Private forecastersb

Inflation ratec

0.1–0.6

0.4

0.5

(range of forecasts)

 

 

(-0.4–1.3)

Interest rated

0–0.1

0.06

0.08

(range of forecasts)

(-0.2–0.1)

a) Average expectations following the publication of the November CPI.  Inflation expectations are seasonally adjusted.

b) The forecasts published in the week following the publication of the November CPI.

c) Inflation rate in the coming year. Research Department: in the four quarters ending in the fourth quarter of 2021.

d) The interest rate one year from now. (Research Department: in the fourth quarter of 2021.) Expectations derived from the capital market are based on the Telbor market.

SOURCE: Bank of Israel.

 

 

 

d.      Main risks to the forecast[5]

The Research Department’s staff forecast presents two scenarios that reflect boundaries between an optimistic rapid inoculation scenario and a pessimistic slow inoculation scenario.  These scenarios reflect a reasonable, but not absolute, range of the severity of the economic impact resulting from COVID-19. More optimistic scenarios (such as a more rapid recovery following the pandemic) and more pessimistic scenarios (such as serious lockdowns as in the past, a worsening of financial stability, and others) are certainly possible.  The risks to the forecast are therefore developments that will lead to a more optimistic scenario than the rapid inoculation scenario or a more pessimistic scenario than the slow inoculation scenario. Risks in the health field include a scenario in which mutations of the virus are resilient to the vaccines that have been developed, and the development of morbidity such that the nature and number of lockdowns differs from our assessment. In the economic field, there is uncertainty regarding the economy’s response during the recovery, including the depth of the “scars” that the crisis will leave on the economy.  In the policy field, a risk to the forecast is present by how the high morbidity from both COVID-19 and the flu will be dealt with during the remaining winter months.  Lastly, there is an additional risk due to the political uncertainty that is affecting fiscal policy, particularly the passage of the 2021 budget and the timing of the passage of the 2022 budget.

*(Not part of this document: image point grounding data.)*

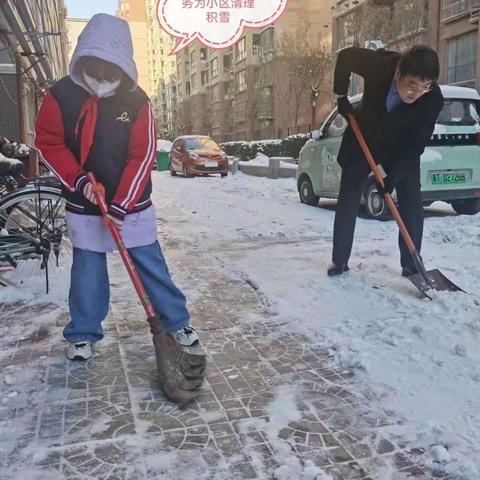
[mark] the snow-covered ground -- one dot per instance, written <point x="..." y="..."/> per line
<point x="420" y="357"/>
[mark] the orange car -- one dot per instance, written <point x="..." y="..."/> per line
<point x="197" y="155"/>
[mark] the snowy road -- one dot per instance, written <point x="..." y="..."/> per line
<point x="420" y="357"/>
<point x="310" y="378"/>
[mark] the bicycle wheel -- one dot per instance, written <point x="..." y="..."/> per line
<point x="33" y="215"/>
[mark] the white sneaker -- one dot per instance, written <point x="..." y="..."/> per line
<point x="186" y="337"/>
<point x="80" y="351"/>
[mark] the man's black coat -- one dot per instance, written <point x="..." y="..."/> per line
<point x="397" y="138"/>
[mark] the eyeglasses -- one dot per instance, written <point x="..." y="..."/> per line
<point x="413" y="89"/>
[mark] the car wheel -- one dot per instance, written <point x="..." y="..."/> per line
<point x="470" y="206"/>
<point x="375" y="204"/>
<point x="186" y="173"/>
<point x="307" y="195"/>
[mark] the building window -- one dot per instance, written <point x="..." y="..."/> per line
<point x="241" y="49"/>
<point x="241" y="81"/>
<point x="461" y="62"/>
<point x="214" y="93"/>
<point x="214" y="67"/>
<point x="256" y="43"/>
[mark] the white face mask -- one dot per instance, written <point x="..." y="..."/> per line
<point x="100" y="89"/>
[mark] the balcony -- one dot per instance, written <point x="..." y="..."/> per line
<point x="458" y="8"/>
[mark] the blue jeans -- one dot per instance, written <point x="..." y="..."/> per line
<point x="89" y="295"/>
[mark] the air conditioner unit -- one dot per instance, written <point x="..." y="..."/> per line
<point x="374" y="44"/>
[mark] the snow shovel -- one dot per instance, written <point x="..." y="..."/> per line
<point x="424" y="280"/>
<point x="181" y="369"/>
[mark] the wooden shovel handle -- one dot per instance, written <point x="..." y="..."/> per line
<point x="378" y="177"/>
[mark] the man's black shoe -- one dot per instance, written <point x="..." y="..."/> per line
<point x="335" y="269"/>
<point x="408" y="271"/>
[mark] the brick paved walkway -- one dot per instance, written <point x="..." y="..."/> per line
<point x="108" y="419"/>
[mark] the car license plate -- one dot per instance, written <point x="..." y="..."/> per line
<point x="449" y="177"/>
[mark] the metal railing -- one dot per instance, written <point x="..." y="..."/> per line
<point x="452" y="9"/>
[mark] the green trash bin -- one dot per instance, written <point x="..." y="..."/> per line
<point x="162" y="161"/>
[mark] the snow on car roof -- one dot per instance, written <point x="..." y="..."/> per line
<point x="448" y="91"/>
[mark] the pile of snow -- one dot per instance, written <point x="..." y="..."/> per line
<point x="262" y="160"/>
<point x="420" y="358"/>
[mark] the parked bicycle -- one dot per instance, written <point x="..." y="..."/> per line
<point x="32" y="219"/>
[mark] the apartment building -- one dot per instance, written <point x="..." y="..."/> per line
<point x="33" y="56"/>
<point x="454" y="33"/>
<point x="239" y="93"/>
<point x="74" y="28"/>
<point x="162" y="67"/>
<point x="135" y="13"/>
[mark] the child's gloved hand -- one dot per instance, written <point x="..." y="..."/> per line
<point x="115" y="219"/>
<point x="88" y="193"/>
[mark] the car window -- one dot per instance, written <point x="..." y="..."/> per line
<point x="337" y="126"/>
<point x="459" y="112"/>
<point x="200" y="142"/>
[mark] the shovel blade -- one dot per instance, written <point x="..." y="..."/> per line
<point x="433" y="280"/>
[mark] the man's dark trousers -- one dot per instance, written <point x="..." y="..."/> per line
<point x="352" y="185"/>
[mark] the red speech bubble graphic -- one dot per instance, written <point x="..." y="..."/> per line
<point x="216" y="24"/>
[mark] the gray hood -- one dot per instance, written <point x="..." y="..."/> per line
<point x="108" y="38"/>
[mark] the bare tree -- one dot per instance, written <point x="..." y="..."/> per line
<point x="307" y="61"/>
<point x="395" y="24"/>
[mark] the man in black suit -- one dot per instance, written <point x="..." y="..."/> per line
<point x="400" y="104"/>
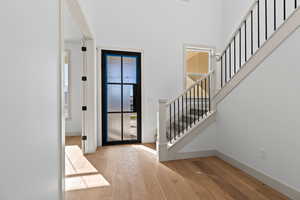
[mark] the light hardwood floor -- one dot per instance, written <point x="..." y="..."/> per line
<point x="132" y="172"/>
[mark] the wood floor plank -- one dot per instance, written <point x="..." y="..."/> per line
<point x="132" y="172"/>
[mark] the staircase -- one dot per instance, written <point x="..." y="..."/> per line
<point x="265" y="26"/>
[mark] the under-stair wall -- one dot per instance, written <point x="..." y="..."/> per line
<point x="258" y="122"/>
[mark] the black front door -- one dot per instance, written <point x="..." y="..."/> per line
<point x="121" y="97"/>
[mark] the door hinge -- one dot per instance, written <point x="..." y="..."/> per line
<point x="84" y="137"/>
<point x="83" y="49"/>
<point x="84" y="108"/>
<point x="84" y="78"/>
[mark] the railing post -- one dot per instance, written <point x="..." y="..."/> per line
<point x="213" y="82"/>
<point x="162" y="141"/>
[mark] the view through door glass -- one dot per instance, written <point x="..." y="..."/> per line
<point x="121" y="95"/>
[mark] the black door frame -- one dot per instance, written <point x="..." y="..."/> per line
<point x="104" y="84"/>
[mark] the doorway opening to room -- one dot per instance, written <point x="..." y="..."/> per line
<point x="121" y="97"/>
<point x="197" y="64"/>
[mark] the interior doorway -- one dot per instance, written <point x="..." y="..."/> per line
<point x="197" y="64"/>
<point x="121" y="97"/>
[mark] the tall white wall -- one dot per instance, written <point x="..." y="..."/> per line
<point x="29" y="124"/>
<point x="258" y="122"/>
<point x="73" y="125"/>
<point x="160" y="29"/>
<point x="232" y="13"/>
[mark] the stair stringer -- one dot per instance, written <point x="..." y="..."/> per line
<point x="276" y="39"/>
<point x="174" y="151"/>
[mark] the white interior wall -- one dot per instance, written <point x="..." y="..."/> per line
<point x="204" y="141"/>
<point x="160" y="29"/>
<point x="257" y="122"/>
<point x="72" y="33"/>
<point x="231" y="18"/>
<point x="30" y="158"/>
<point x="73" y="124"/>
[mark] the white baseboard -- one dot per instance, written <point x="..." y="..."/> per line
<point x="73" y="134"/>
<point x="197" y="154"/>
<point x="272" y="182"/>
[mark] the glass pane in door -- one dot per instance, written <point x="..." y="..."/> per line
<point x="114" y="98"/>
<point x="129" y="69"/>
<point x="113" y="64"/>
<point x="114" y="127"/>
<point x="130" y="126"/>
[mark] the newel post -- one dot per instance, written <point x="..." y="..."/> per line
<point x="162" y="142"/>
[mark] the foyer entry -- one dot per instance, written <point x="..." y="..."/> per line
<point x="121" y="97"/>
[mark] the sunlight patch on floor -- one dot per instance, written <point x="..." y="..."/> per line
<point x="80" y="173"/>
<point x="145" y="148"/>
<point x="85" y="182"/>
<point x="76" y="163"/>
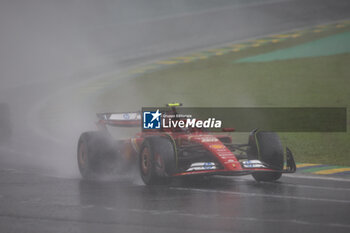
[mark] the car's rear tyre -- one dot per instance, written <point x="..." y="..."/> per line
<point x="5" y="123"/>
<point x="266" y="147"/>
<point x="157" y="160"/>
<point x="96" y="155"/>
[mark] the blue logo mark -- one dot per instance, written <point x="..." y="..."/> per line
<point x="151" y="120"/>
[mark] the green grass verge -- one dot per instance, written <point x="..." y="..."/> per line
<point x="219" y="82"/>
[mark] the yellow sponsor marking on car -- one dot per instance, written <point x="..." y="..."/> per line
<point x="332" y="171"/>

[1] The extent of the duration of the inoculation campaign may be impacted by various factors: the medical effectiveness of the vaccine (including against the mutations recently discovered, and the duration of its effect), the inventory available in Israel, the logistics of the distribution effort, the public’s response, or safety deficiencies in the form of side effects discovered in Israel or abroad that would lead to temporary halts of the process.

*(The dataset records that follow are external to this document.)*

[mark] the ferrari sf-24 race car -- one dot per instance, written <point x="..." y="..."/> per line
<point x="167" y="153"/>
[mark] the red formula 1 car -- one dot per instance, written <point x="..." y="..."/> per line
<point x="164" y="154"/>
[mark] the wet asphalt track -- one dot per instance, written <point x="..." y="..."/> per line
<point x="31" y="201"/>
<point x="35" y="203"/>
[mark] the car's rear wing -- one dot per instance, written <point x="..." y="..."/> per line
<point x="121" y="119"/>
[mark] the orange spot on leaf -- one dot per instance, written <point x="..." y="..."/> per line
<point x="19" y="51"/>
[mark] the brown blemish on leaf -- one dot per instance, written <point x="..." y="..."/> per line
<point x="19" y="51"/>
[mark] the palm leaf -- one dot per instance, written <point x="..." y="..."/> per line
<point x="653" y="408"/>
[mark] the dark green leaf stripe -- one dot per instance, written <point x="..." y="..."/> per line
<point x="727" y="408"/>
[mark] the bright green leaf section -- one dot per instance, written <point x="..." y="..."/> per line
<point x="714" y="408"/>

[2] The broad unemployment rate relates to those who are unemployed under the ordinary definition (those who have not worked, wanted to work, were available to work, and looked for work), employed people who were temporarily absent for an entire week for reasons having to do with COVID-19 (including those on unpaid leave, and nonparticipants who were dismissed since March.

[3] Beyond that, there is obviously uncertainty regarding the policy path that will be adopted by the government following the election.

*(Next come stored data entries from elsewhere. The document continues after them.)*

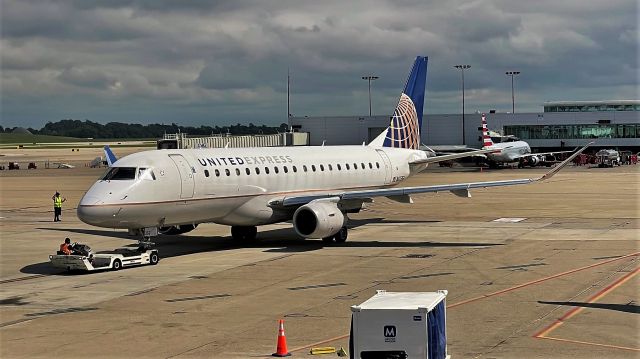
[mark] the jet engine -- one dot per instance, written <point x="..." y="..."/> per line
<point x="318" y="219"/>
<point x="535" y="160"/>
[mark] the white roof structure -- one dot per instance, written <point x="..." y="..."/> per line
<point x="402" y="300"/>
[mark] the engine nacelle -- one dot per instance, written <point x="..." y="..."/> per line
<point x="318" y="220"/>
<point x="180" y="229"/>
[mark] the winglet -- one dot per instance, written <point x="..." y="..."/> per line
<point x="557" y="168"/>
<point x="111" y="158"/>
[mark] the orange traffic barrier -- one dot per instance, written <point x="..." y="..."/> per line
<point x="281" y="349"/>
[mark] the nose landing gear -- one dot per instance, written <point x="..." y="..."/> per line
<point x="244" y="233"/>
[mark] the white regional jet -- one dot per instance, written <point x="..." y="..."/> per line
<point x="314" y="186"/>
<point x="511" y="151"/>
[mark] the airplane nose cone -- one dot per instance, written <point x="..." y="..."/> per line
<point x="94" y="215"/>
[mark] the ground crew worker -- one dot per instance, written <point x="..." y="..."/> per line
<point x="57" y="206"/>
<point x="65" y="248"/>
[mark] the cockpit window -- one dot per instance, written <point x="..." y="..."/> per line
<point x="120" y="173"/>
<point x="146" y="174"/>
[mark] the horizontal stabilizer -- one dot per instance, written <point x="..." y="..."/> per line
<point x="450" y="157"/>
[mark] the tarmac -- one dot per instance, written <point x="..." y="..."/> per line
<point x="537" y="271"/>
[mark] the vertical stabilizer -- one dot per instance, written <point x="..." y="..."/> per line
<point x="404" y="129"/>
<point x="486" y="139"/>
<point x="110" y="157"/>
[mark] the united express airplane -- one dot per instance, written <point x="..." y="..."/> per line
<point x="312" y="186"/>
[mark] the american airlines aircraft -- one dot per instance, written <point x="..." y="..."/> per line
<point x="512" y="151"/>
<point x="312" y="186"/>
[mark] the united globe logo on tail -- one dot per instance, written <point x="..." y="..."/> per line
<point x="404" y="129"/>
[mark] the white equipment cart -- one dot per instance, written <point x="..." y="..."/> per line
<point x="400" y="325"/>
<point x="84" y="259"/>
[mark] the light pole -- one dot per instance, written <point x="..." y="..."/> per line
<point x="513" y="99"/>
<point x="462" y="68"/>
<point x="369" y="78"/>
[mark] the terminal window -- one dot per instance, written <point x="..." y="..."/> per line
<point x="586" y="131"/>
<point x="594" y="107"/>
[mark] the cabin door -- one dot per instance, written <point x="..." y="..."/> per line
<point x="186" y="175"/>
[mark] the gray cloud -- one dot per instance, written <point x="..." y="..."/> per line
<point x="226" y="61"/>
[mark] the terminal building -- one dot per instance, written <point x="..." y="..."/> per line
<point x="566" y="124"/>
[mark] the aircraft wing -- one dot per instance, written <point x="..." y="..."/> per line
<point x="451" y="156"/>
<point x="402" y="194"/>
<point x="544" y="153"/>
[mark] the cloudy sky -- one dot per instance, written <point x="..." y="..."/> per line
<point x="219" y="62"/>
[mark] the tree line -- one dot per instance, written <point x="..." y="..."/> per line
<point x="89" y="129"/>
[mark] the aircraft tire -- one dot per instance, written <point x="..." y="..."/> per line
<point x="153" y="258"/>
<point x="329" y="239"/>
<point x="341" y="236"/>
<point x="241" y="233"/>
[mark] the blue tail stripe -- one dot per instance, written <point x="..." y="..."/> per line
<point x="111" y="158"/>
<point x="404" y="129"/>
<point x="415" y="87"/>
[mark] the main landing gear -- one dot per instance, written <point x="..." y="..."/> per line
<point x="339" y="237"/>
<point x="244" y="233"/>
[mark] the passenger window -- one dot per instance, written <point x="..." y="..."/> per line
<point x="120" y="174"/>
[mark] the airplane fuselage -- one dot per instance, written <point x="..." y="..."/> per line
<point x="509" y="151"/>
<point x="233" y="186"/>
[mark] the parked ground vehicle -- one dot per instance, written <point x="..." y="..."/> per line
<point x="83" y="258"/>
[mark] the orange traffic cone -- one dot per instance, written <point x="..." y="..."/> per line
<point x="281" y="350"/>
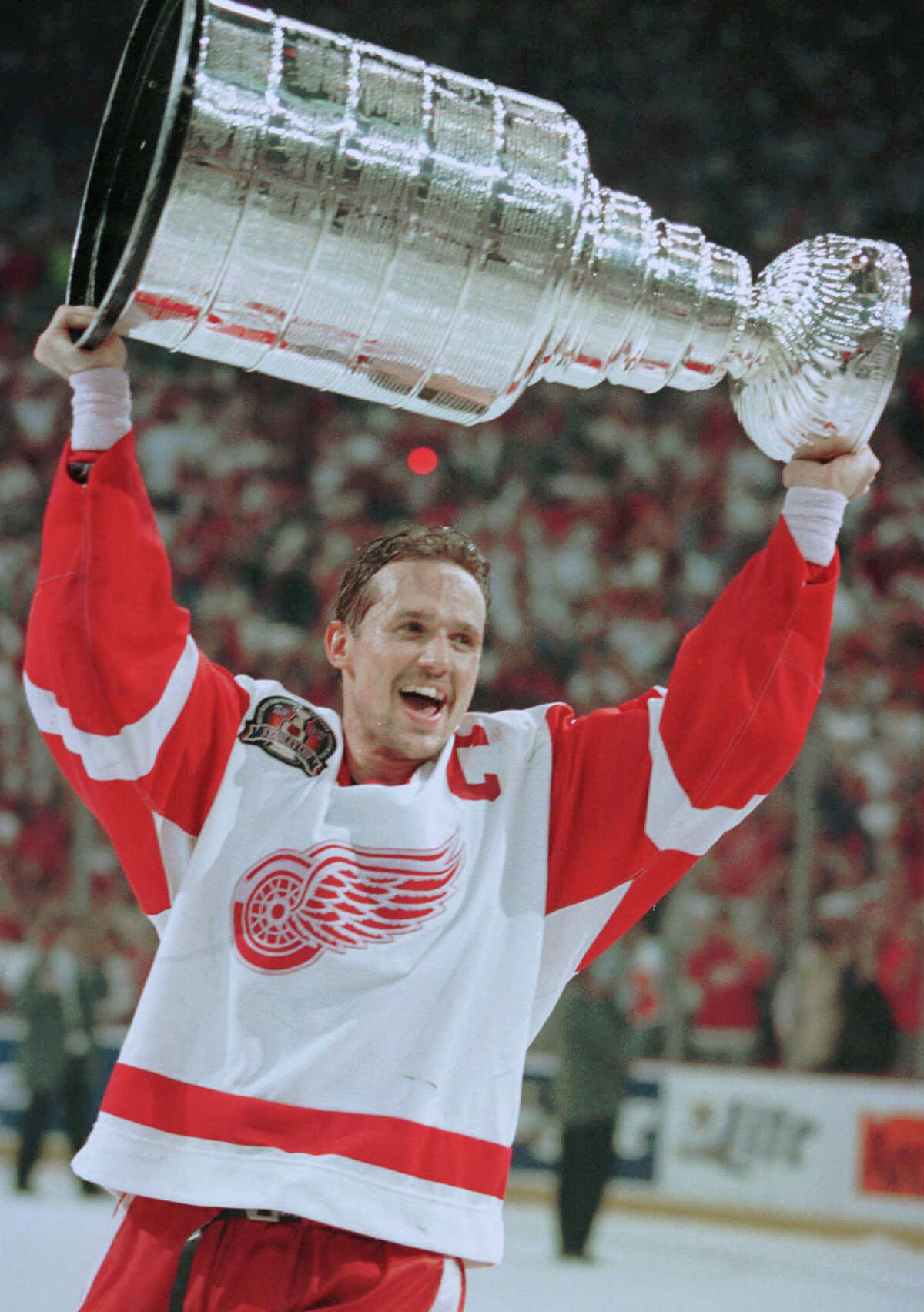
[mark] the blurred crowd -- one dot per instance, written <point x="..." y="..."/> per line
<point x="611" y="518"/>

[4] An explanation of the macroeconomic forecasts formulated by the Research Department, as well as a survey of the models upon which it is based, appear in Inflation Report number 31 (for the second quarter of 2010), Section 3c. A Discussion Paper on the DSGE model is available on the Bank of Israel website, under the title: “MOISE: A DSGE Model for the Israeli Economy,” Discussion Paper No. 2012.06.

[5] In view of the anomalous uncertainty in the forecast and the unusual volatility of the activity variables, the forecast is being published without the interest rate, inflation, and GDP fan charts.